Theoretically, governments can finance their spending in three ways: through taxes (such as personal and corporate income taxes), borrowing from the public, or printing money. The revenue generated from printing money is known as seigniorage, representing the difference between the cost of printing money and its value in the financial system.
In the case of Nigeria, it faces challenges in all three financing methods. Tax collection is notably low, accounting for around 10.8 percent of GDP, one of the lowest rates globally. Former President Muhammadu Buhari left a considerable debt of 77 trillion naira ($167 billion) to local and foreign creditors. Currently, 96 percent of the government’s revenue is allocated to servicing this debt, raising concerns about a potential cash crunch if additional revenue is not generated.
The option of printing money is economically unpopular due to inflation, which has surged to over 26.72%. The Central Bank of Nigeria (CBN) is urged to address excess liquidity through measures like mopping up funds. Moreover, only 47% of the 2023 budget is expected to be funded by revenue, with the rest relying on borrowing.
The budget composition raises concerns, with 31% allocated to debt service costs, highlighting the urgency for actions addressing revenue underperformance and expenditure efficiency. Non-debt recurrent expenditure, representing about 40% of the budget, includes a significant personnel cost, raising questions about transparency and efficiency in government operations.

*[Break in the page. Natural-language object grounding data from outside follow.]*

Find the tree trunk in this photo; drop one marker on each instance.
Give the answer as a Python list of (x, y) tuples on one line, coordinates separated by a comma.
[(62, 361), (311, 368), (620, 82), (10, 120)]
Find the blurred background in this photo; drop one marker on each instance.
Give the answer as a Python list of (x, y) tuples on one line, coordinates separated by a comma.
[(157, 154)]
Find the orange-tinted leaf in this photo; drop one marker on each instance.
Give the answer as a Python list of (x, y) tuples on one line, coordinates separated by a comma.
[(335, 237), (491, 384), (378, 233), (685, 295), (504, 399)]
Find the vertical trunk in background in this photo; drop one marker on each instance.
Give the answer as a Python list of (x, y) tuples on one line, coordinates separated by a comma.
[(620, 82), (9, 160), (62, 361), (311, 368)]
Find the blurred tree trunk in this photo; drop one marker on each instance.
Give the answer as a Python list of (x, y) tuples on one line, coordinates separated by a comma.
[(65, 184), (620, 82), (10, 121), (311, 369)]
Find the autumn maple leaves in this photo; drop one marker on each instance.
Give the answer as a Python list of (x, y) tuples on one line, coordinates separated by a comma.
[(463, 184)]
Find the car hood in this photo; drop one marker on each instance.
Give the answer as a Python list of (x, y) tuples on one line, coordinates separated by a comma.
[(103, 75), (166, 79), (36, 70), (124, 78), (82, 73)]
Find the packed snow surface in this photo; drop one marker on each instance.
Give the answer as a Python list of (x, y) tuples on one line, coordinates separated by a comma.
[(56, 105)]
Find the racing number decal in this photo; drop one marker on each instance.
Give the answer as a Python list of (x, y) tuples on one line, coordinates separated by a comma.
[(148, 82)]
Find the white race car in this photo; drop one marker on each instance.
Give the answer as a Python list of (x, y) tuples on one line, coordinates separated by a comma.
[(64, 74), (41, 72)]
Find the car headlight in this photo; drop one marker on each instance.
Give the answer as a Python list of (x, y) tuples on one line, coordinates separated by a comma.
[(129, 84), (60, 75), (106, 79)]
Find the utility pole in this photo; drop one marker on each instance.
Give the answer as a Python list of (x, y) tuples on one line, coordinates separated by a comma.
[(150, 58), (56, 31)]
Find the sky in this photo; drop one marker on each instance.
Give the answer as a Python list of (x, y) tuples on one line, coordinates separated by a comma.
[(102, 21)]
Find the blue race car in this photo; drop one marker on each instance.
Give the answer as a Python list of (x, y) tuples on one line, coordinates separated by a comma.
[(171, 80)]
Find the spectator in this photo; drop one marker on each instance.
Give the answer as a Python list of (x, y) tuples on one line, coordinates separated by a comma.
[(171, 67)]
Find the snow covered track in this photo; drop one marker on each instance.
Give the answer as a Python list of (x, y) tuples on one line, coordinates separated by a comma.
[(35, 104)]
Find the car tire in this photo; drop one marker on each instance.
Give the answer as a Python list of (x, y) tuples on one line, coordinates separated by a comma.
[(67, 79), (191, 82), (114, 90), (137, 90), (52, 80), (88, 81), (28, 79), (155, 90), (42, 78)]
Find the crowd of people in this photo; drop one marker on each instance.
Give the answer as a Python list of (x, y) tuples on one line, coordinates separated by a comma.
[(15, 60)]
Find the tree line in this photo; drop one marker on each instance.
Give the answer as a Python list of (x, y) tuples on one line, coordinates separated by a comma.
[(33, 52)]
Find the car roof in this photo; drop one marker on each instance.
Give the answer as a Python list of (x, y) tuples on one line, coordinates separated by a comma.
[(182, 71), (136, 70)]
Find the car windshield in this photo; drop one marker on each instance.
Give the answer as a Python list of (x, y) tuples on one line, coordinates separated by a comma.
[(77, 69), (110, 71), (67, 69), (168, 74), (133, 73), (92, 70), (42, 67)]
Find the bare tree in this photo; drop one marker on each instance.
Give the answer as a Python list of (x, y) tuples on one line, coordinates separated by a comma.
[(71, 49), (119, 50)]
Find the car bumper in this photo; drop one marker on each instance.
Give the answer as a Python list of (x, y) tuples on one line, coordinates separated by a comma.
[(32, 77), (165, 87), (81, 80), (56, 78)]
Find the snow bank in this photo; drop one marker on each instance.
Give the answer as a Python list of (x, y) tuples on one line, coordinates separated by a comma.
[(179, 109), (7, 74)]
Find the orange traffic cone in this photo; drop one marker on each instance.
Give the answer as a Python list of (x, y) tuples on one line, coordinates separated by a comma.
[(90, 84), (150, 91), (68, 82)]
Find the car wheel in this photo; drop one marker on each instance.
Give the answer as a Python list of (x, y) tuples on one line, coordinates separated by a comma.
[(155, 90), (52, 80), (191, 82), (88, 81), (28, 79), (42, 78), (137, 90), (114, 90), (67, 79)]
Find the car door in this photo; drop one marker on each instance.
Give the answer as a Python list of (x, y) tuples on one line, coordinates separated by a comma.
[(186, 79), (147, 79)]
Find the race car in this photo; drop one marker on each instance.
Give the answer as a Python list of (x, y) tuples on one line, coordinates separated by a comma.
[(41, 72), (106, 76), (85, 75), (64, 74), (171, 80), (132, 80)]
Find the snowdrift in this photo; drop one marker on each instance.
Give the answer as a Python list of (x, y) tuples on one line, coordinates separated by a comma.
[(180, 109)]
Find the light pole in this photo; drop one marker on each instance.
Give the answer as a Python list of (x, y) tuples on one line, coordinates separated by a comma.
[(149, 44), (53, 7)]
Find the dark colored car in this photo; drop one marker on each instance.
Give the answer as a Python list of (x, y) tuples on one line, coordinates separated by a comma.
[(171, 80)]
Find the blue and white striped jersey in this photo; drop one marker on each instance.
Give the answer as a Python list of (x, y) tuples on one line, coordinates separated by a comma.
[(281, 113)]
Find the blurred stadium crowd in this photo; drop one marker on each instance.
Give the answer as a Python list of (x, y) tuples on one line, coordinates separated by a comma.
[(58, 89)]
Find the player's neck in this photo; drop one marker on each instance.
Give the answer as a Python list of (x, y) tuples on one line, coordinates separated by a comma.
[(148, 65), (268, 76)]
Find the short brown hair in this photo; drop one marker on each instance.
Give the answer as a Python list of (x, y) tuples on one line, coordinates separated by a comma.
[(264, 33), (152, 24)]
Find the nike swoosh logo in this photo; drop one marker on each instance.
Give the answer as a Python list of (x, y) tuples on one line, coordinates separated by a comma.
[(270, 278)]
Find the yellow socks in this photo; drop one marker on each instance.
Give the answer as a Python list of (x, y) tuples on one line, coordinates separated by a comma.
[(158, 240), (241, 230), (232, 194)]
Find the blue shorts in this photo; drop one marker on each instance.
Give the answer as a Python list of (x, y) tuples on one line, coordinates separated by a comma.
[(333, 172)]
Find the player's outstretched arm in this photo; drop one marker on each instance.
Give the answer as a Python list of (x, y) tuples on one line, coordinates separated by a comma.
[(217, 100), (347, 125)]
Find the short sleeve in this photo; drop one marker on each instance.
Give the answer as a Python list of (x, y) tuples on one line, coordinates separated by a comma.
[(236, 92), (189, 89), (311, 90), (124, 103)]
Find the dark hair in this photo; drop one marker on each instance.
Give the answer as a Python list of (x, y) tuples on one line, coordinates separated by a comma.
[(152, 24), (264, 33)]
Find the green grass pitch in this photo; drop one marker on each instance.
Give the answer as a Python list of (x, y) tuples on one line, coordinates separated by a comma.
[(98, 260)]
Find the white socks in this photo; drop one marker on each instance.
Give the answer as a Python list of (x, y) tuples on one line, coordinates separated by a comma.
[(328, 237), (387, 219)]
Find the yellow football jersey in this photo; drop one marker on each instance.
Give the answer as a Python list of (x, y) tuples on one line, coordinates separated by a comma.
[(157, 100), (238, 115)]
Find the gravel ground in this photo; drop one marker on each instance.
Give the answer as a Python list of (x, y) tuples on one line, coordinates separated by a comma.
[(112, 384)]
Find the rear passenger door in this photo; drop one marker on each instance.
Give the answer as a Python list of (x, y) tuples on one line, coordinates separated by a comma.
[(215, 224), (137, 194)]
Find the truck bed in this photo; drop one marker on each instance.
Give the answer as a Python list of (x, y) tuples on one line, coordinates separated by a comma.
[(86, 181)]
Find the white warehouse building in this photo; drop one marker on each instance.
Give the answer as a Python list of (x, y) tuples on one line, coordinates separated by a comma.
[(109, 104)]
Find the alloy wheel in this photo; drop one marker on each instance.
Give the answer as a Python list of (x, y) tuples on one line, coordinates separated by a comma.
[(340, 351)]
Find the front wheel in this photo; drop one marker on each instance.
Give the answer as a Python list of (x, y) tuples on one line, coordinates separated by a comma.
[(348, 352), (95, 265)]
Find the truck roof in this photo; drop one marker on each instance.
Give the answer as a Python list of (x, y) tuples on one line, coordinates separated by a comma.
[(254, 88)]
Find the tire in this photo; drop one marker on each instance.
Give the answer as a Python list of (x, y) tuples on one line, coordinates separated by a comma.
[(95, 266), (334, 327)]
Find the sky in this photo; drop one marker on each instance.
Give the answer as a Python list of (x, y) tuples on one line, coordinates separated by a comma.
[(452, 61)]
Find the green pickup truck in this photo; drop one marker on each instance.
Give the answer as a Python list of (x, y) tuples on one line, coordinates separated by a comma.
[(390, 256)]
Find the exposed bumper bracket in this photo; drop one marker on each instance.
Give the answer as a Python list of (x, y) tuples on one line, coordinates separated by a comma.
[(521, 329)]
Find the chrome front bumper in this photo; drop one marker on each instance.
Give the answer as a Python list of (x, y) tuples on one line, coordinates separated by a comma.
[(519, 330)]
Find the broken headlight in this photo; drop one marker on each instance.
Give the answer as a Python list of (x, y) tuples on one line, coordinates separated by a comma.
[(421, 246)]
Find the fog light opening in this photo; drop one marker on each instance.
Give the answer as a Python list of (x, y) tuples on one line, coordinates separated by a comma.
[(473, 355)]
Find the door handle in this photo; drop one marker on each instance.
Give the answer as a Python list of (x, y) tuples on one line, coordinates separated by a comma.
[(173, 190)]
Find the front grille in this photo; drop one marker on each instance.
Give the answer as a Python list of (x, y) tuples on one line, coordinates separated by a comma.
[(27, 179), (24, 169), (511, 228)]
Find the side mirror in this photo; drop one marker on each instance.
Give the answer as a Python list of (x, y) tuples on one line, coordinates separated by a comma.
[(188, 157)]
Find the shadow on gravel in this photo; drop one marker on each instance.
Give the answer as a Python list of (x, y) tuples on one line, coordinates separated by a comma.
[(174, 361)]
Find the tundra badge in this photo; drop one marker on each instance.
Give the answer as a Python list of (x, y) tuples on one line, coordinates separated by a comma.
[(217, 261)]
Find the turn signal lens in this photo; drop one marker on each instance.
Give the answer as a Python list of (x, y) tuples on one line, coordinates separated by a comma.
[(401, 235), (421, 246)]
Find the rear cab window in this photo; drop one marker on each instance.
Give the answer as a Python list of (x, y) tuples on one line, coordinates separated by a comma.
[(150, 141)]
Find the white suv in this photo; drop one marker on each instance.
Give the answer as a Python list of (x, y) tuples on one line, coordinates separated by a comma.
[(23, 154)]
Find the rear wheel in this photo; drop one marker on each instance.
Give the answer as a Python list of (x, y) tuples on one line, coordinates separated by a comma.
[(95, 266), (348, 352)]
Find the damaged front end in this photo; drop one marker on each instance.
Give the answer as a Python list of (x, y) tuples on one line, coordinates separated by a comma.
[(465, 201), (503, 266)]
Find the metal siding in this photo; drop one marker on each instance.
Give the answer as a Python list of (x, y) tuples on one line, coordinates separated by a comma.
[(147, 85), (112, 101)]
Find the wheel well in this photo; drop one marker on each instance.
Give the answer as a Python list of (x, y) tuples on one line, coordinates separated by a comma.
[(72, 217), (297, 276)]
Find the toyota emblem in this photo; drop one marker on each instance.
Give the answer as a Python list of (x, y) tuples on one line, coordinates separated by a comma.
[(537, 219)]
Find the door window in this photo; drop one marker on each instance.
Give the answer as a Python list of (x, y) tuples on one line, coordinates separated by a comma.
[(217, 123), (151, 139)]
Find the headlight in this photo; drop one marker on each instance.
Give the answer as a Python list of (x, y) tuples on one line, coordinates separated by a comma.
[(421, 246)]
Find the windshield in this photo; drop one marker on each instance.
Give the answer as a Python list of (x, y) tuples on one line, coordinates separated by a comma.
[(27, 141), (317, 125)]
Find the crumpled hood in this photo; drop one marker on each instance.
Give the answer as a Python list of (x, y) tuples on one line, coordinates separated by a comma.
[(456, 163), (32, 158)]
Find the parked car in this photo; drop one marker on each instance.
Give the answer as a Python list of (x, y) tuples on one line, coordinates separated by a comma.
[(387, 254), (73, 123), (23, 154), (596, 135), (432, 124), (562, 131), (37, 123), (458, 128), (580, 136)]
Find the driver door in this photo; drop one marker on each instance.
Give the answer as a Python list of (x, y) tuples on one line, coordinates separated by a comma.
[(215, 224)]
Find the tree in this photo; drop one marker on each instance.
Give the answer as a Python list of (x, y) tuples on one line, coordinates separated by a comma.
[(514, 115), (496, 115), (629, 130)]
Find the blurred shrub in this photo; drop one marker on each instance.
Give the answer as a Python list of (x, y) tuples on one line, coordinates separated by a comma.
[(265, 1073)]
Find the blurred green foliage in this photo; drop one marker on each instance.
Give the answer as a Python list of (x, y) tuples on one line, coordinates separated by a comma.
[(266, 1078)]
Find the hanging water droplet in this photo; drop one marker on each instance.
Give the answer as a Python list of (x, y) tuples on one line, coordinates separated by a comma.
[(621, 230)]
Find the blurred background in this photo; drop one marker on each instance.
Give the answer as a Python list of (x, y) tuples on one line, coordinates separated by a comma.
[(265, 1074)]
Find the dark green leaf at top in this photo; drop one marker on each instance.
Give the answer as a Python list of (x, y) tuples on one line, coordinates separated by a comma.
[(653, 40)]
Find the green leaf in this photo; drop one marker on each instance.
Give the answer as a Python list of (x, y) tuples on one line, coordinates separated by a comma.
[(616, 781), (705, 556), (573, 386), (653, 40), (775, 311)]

Nigeria, as an oil-producing country, faces challenges as oil revenues are not sufficient to propel economic growth. Despite partial recovery in oil production, the country has not reached its production capacity of 2.5 million barrels per day, while the population continues to grow.
Financially, sub-national entities struggle, with state governors lacking innovation in revenue generation beyond basic expenses. The World Bank notes Nigeria’s low spending levels, emphasizing the need for increased investment to achieve development goals. Current spending levels contribute to poor human capital development, infrastructure deficits, and economic challenges.
The 2023 Presidential elections highlighted differing financial ideologies among candidates. The incumbent president focuses on taxation and financial reforms, the runner-up supports capitalism and restructuring, and the third candidate prioritizes cost-cutting and reducing the high cost of governance.
Expectations for the government include improving tax collections, unlocking oil and gas potentials, removing petroleum subsidies, supporting currency devaluation, and reinvesting subsidy savings. The Central Bank Governor is expected to manage inflation, achieve currency stability, address FX backlog, and restore the transmission between policy rates and market rates.
Recommendations include gaining citizens’ trust through judicious use of taxes, stopping oil theft, improving tax compliance, customs modernization, and export promotion. A focus on productive spending, investment in agriculture, and strategic allocation of funds to projects with high returns on investment are essential for Nigeria’s economic transformation.